Tommie Boyd

No. 80
- Position: Wide receiver

Personal information
- Born: December 21, 1971 (age 54) Lansing, Michigan, U.S.
- Listed height: 6 ft 0 in (1.83 m)
- Listed weight: 195 lb (88 kg)

Career information
- High school: Eastern Lansing
- College: Toledo (1990-1995)
- NFL draft: 1995: undrafted

Career history
- Detroit Lions (1995)*; Rhein Fire (1996); Detroit Lions (1996-1997)*; Detroit Lions (1997–1998); Cincinnati Bengals (1999)*; Tampa Bay Storm (2001)*; Detroit Fury (2001); Buffalo Destroyers (2002);
- * Offseason or practice squad member only
- Stats at Pro Football Reference

= Tommie Boyd =

American football player (born 1971)

Tommie Leeshay Boyd (born December 21, 1971) is an American former professional football player who was a wide receiver for the Detroit Lions of the National Football League (NFL) from 1997 to 1998. He played college football for the Toledo Rockets.

== Early life==
Boyd attended Lansing Eastern High School in Lansing, Michigan, where he played football and ran track. He played as a quarterback and received honorable mention on the CAC All-Conference Team in 1988. With the 400 meter relay team he won the CAC championship, the regionals and placed second in the state championship in 1989. He also returned as a quarterback for his senior year at Lansing and competed in track meets.
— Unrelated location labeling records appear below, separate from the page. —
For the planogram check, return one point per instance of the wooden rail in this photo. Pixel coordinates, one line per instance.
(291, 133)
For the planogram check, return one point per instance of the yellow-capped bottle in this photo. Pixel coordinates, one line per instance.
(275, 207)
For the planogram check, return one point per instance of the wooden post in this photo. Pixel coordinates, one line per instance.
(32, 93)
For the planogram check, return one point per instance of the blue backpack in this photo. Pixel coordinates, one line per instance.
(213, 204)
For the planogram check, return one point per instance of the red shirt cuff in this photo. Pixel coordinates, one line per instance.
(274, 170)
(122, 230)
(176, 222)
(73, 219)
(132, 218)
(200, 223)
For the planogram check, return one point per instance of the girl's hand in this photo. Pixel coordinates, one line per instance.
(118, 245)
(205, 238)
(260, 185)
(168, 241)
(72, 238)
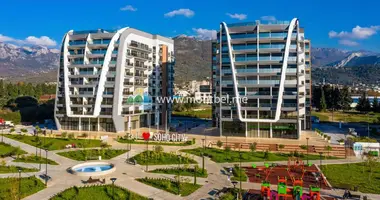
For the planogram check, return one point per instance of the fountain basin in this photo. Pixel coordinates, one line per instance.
(92, 169)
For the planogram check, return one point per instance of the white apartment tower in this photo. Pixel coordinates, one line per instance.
(269, 65)
(109, 80)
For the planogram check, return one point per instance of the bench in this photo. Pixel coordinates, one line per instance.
(91, 180)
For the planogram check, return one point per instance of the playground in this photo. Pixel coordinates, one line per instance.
(291, 180)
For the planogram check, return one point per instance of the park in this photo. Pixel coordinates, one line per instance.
(85, 166)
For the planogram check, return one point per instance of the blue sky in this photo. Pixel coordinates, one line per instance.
(342, 24)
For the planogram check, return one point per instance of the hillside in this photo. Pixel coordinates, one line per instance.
(193, 62)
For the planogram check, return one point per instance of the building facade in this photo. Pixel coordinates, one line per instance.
(264, 72)
(110, 80)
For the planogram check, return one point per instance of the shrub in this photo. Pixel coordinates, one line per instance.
(227, 148)
(252, 147)
(158, 148)
(219, 144)
(266, 155)
(70, 136)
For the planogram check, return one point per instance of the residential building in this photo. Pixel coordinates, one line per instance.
(203, 95)
(264, 66)
(110, 80)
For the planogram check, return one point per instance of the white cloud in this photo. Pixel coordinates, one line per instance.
(237, 16)
(31, 40)
(348, 43)
(128, 8)
(43, 41)
(205, 34)
(4, 38)
(356, 33)
(183, 11)
(268, 18)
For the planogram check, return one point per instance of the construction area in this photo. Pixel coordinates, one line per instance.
(296, 180)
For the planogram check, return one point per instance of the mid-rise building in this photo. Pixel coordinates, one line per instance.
(110, 80)
(266, 69)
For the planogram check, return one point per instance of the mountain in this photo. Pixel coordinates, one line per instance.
(193, 62)
(323, 56)
(16, 61)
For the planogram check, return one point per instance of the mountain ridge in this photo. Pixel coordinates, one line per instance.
(193, 60)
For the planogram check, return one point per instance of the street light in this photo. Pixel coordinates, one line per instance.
(234, 183)
(46, 176)
(179, 175)
(307, 152)
(19, 183)
(113, 187)
(240, 156)
(320, 166)
(203, 156)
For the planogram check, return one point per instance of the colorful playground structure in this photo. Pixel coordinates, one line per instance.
(290, 181)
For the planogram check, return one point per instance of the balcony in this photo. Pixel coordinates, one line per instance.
(139, 46)
(140, 84)
(127, 93)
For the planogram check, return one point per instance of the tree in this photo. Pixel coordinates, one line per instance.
(252, 147)
(323, 105)
(219, 144)
(375, 105)
(345, 98)
(363, 105)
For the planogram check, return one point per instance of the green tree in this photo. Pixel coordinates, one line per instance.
(345, 98)
(363, 105)
(375, 105)
(323, 105)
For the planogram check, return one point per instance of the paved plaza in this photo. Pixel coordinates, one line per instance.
(127, 173)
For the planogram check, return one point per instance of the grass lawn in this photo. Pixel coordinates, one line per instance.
(91, 154)
(35, 159)
(189, 171)
(356, 174)
(103, 192)
(230, 194)
(238, 174)
(14, 169)
(29, 186)
(170, 186)
(7, 150)
(349, 116)
(207, 113)
(187, 143)
(54, 143)
(220, 156)
(161, 158)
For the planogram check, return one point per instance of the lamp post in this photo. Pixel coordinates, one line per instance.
(203, 156)
(307, 150)
(240, 157)
(179, 175)
(234, 183)
(113, 187)
(320, 166)
(46, 176)
(19, 184)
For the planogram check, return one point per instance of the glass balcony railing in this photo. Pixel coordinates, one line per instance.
(247, 82)
(77, 42)
(269, 81)
(227, 82)
(246, 70)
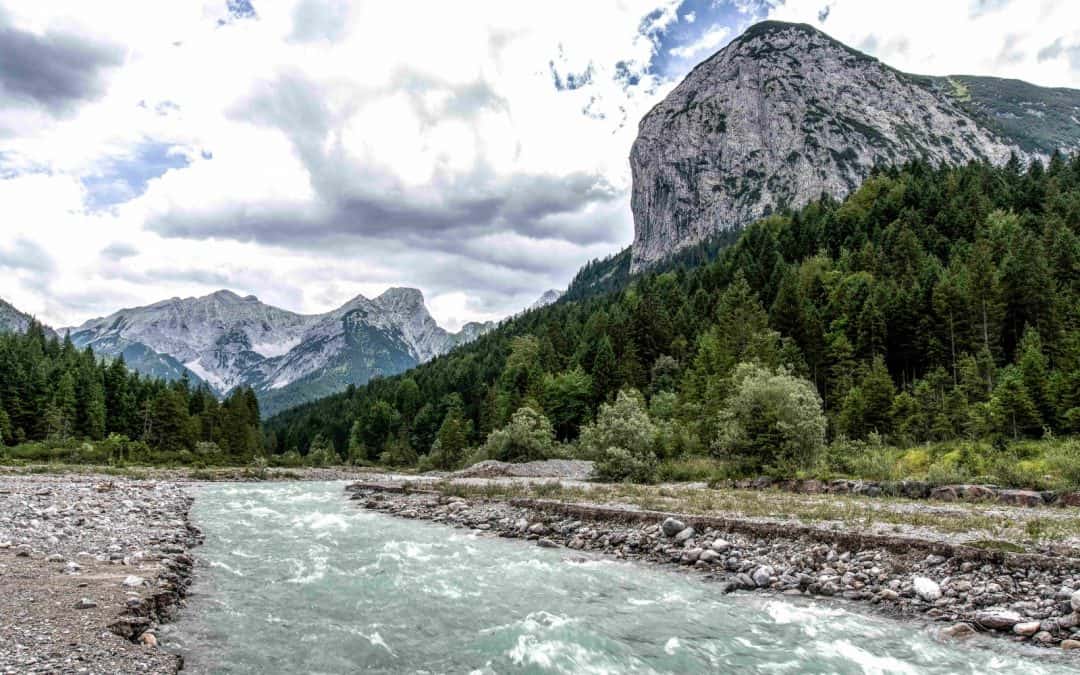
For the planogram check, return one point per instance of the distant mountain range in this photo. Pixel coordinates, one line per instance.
(784, 113)
(225, 340)
(12, 320)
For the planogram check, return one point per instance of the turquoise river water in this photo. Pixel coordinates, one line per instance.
(297, 579)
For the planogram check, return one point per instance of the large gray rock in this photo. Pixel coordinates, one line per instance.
(927, 589)
(777, 118)
(672, 527)
(998, 619)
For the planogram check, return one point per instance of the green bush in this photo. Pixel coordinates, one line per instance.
(622, 441)
(692, 469)
(528, 436)
(771, 421)
(621, 466)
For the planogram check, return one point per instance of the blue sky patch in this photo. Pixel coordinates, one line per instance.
(697, 18)
(123, 178)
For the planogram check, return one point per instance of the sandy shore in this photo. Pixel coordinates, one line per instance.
(89, 567)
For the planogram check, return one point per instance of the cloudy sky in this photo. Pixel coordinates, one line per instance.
(310, 150)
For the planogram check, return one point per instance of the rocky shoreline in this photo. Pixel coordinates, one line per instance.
(90, 566)
(913, 489)
(1030, 598)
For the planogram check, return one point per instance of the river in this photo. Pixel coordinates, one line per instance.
(296, 579)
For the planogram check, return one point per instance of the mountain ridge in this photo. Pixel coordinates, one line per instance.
(226, 340)
(785, 112)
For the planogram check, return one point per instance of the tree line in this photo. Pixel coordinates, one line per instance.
(55, 395)
(933, 304)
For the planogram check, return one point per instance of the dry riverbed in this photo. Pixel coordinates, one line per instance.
(89, 567)
(1010, 570)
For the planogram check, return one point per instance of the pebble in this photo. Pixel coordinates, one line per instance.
(1026, 602)
(58, 526)
(1026, 629)
(684, 535)
(958, 631)
(927, 589)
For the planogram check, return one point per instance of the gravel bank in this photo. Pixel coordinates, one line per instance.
(1036, 603)
(89, 566)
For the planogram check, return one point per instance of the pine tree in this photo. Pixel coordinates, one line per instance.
(453, 436)
(605, 372)
(1035, 370)
(1011, 405)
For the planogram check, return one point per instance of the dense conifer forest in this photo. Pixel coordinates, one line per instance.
(59, 403)
(934, 305)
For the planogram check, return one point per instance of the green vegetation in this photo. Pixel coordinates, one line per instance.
(64, 405)
(1038, 119)
(1004, 529)
(927, 326)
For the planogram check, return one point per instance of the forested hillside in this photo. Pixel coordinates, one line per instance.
(58, 402)
(932, 305)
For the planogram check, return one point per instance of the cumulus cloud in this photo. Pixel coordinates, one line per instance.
(310, 150)
(24, 254)
(54, 69)
(119, 251)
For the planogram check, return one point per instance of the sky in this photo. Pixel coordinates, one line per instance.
(310, 150)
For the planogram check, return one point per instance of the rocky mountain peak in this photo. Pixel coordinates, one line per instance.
(402, 298)
(780, 116)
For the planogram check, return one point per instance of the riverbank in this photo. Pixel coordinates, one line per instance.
(189, 474)
(90, 566)
(915, 566)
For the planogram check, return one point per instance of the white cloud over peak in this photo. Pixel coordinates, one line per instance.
(308, 150)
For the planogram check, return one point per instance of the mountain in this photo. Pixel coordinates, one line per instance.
(13, 320)
(545, 299)
(784, 113)
(226, 340)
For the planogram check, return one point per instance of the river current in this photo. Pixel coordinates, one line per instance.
(294, 578)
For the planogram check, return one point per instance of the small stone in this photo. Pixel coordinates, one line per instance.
(672, 527)
(958, 631)
(1026, 629)
(684, 535)
(763, 576)
(927, 589)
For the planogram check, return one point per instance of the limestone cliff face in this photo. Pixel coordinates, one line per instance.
(779, 117)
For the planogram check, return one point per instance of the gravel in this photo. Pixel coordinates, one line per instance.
(89, 567)
(570, 469)
(1027, 601)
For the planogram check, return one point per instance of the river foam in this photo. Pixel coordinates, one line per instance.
(296, 579)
He committed to play college football for the Toledo Rockets in February 1990. He played in the Michigan High School Football All-Star Game.

==College career==
Boyd played as a split end and punt and kick returner in college for the Toledo Rockets five years from 1990 to 1995.

==Professional career==
After going unselected in the 1995 NFL draft, Boyd signed as a free agent with the Detroit Lions in April 1995 and took part in their minicamp. On August 19, 1995 he was released by the Lions together with nine other players. Boyd signed with the German club Rhein Fire of the World League of American Football for the 1996 season. In July 1996 he had a try-out with the Detroit Lions and participated in the free agent camp. He was waived on August 22, 1996, after struggling with a shoulder injury during training camp. He signed with the practice squad afterwards.
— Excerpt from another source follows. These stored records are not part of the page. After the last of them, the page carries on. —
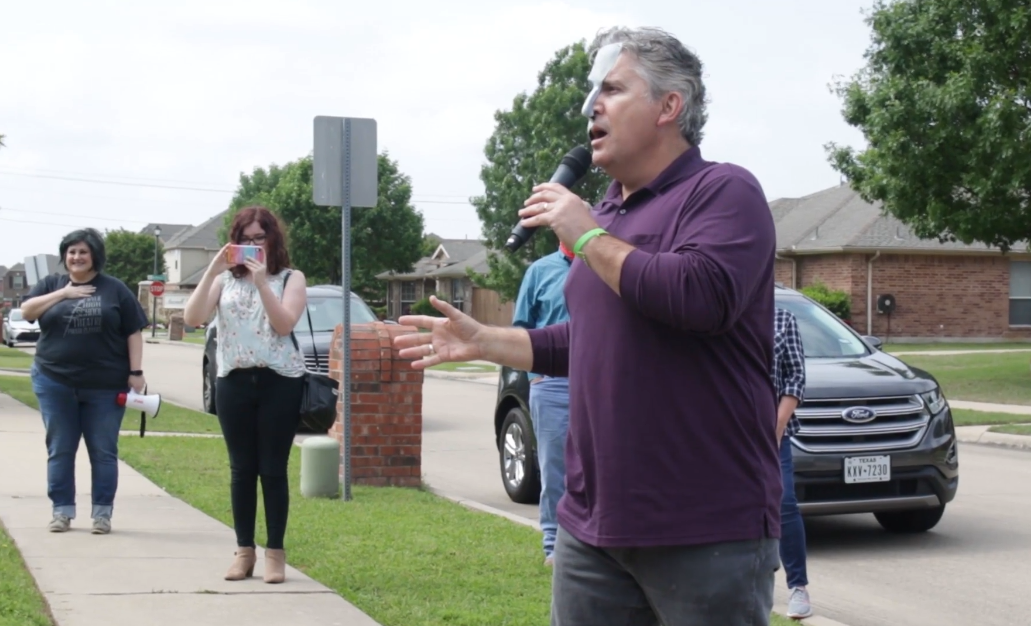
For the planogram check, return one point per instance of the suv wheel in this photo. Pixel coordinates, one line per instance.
(208, 388)
(519, 459)
(910, 521)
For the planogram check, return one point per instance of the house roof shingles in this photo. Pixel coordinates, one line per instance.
(452, 261)
(837, 219)
(167, 230)
(204, 236)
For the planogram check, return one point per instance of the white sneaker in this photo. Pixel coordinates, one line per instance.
(798, 604)
(60, 523)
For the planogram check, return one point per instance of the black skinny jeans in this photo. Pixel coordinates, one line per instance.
(259, 412)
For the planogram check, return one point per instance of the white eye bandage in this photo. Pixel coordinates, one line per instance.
(604, 61)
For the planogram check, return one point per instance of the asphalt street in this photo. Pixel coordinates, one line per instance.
(973, 568)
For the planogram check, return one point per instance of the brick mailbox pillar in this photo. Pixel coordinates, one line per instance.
(386, 406)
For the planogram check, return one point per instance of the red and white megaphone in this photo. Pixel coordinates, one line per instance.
(150, 404)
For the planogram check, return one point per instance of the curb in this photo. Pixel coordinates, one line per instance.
(170, 342)
(985, 437)
(487, 508)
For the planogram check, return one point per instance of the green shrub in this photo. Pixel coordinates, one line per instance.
(836, 300)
On February 20, 1997 he resigned with the Lions. In July 1997 he once again played in the training camp with the Lions. He made in August the 1997 Lions roster. He made his debut on August 31, 1997, against the Atlanta Falcons where he played in two offensive plays and with the punt team. In 16 games played, he had 10 receptions for 142 yards. On April 18, 1998 he resigned with the Detroit Lions together with Kez McCorvey. In July 1998 he returned to the Lions training camp for the fourth year in a row. He and Germane Crowell both were in the running for the spot of third receiver but lost the role during the season. After the season he was one of five players left available for the 1999 NFL expansion draft but was not chosen.
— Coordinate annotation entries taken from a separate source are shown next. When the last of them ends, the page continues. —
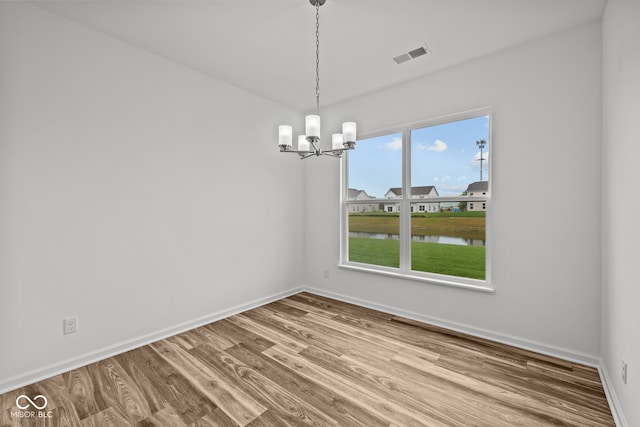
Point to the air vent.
(412, 54)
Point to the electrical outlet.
(70, 325)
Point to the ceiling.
(268, 46)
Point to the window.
(428, 198)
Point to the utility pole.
(481, 144)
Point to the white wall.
(546, 101)
(125, 181)
(620, 230)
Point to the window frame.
(404, 270)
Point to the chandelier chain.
(318, 57)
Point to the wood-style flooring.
(310, 360)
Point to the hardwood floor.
(310, 360)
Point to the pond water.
(430, 239)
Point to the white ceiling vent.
(412, 54)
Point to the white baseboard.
(40, 374)
(27, 378)
(614, 404)
(562, 353)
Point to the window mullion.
(405, 211)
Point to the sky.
(445, 156)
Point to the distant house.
(423, 192)
(477, 189)
(355, 194)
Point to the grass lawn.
(452, 260)
(469, 225)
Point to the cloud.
(438, 146)
(395, 144)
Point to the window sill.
(469, 284)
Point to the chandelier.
(309, 143)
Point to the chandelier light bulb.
(309, 144)
(337, 141)
(285, 133)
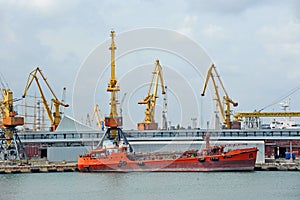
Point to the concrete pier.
(37, 167)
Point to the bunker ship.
(111, 156)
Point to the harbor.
(59, 167)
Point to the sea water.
(150, 186)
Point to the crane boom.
(55, 118)
(225, 113)
(100, 121)
(150, 99)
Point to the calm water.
(144, 186)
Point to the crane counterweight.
(224, 112)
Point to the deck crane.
(100, 121)
(11, 147)
(56, 116)
(150, 100)
(225, 113)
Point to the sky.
(254, 44)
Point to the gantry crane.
(99, 116)
(225, 113)
(11, 147)
(114, 122)
(150, 100)
(55, 117)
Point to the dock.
(49, 167)
(37, 167)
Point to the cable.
(281, 98)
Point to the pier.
(49, 167)
(37, 167)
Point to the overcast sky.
(254, 44)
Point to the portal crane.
(150, 100)
(55, 117)
(225, 113)
(114, 122)
(100, 121)
(11, 147)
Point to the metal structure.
(99, 116)
(225, 113)
(164, 125)
(150, 100)
(121, 104)
(114, 134)
(54, 117)
(113, 120)
(11, 147)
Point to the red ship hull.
(234, 160)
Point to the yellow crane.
(113, 120)
(150, 99)
(225, 113)
(55, 117)
(12, 148)
(100, 121)
(240, 115)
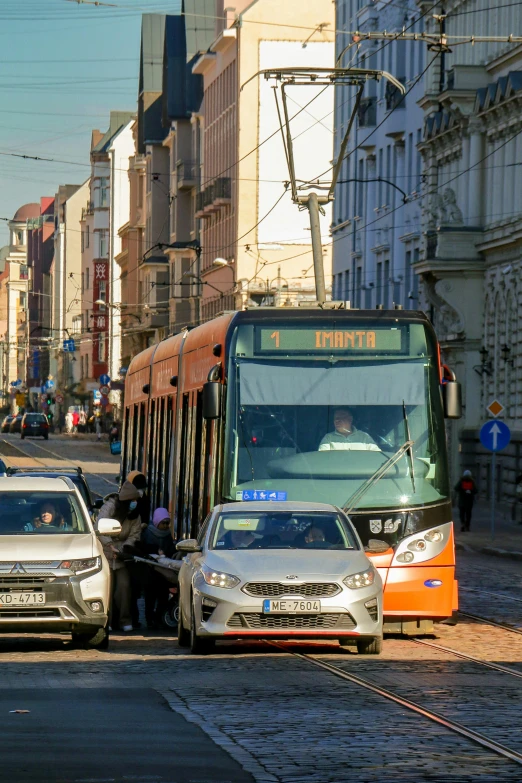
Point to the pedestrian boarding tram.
(249, 406)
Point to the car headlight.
(218, 579)
(82, 566)
(362, 579)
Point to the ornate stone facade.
(471, 259)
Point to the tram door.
(194, 478)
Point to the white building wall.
(121, 149)
(376, 237)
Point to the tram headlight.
(434, 536)
(362, 579)
(419, 545)
(218, 579)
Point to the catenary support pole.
(493, 488)
(317, 248)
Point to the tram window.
(182, 468)
(170, 450)
(197, 463)
(135, 437)
(160, 451)
(150, 454)
(125, 434)
(141, 438)
(207, 456)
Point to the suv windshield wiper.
(357, 496)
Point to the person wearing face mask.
(121, 506)
(138, 572)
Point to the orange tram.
(242, 408)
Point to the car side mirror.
(452, 399)
(188, 545)
(108, 527)
(376, 547)
(212, 392)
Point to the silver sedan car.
(280, 570)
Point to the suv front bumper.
(64, 609)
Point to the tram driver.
(346, 436)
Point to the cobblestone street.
(259, 712)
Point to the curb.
(489, 550)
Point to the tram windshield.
(315, 412)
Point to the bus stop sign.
(495, 435)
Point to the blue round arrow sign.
(495, 435)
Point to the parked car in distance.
(76, 475)
(7, 422)
(34, 425)
(285, 570)
(16, 424)
(61, 579)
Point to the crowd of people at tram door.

On March 31, 1999 he was cut by the Lions and signed a two-year contract with the Cincinnati Bengals on April 8, 1999. On August 23, 1999 he was cut by the Bengals. In April 2000 he had try-outs with the Oakland Raiders and New York Jets. In 2001 he signed with the Tampa Bay Storm but was traded to the expansion team Detroit Fury where he played the 2001 Arena Football League season. In November 2001, he was left unprotected for the Expansion draft for the Dallas Desperados. He was selected by the Buffalo Destroyers who traded for the pick. In December 2002 he was released by Buffalo.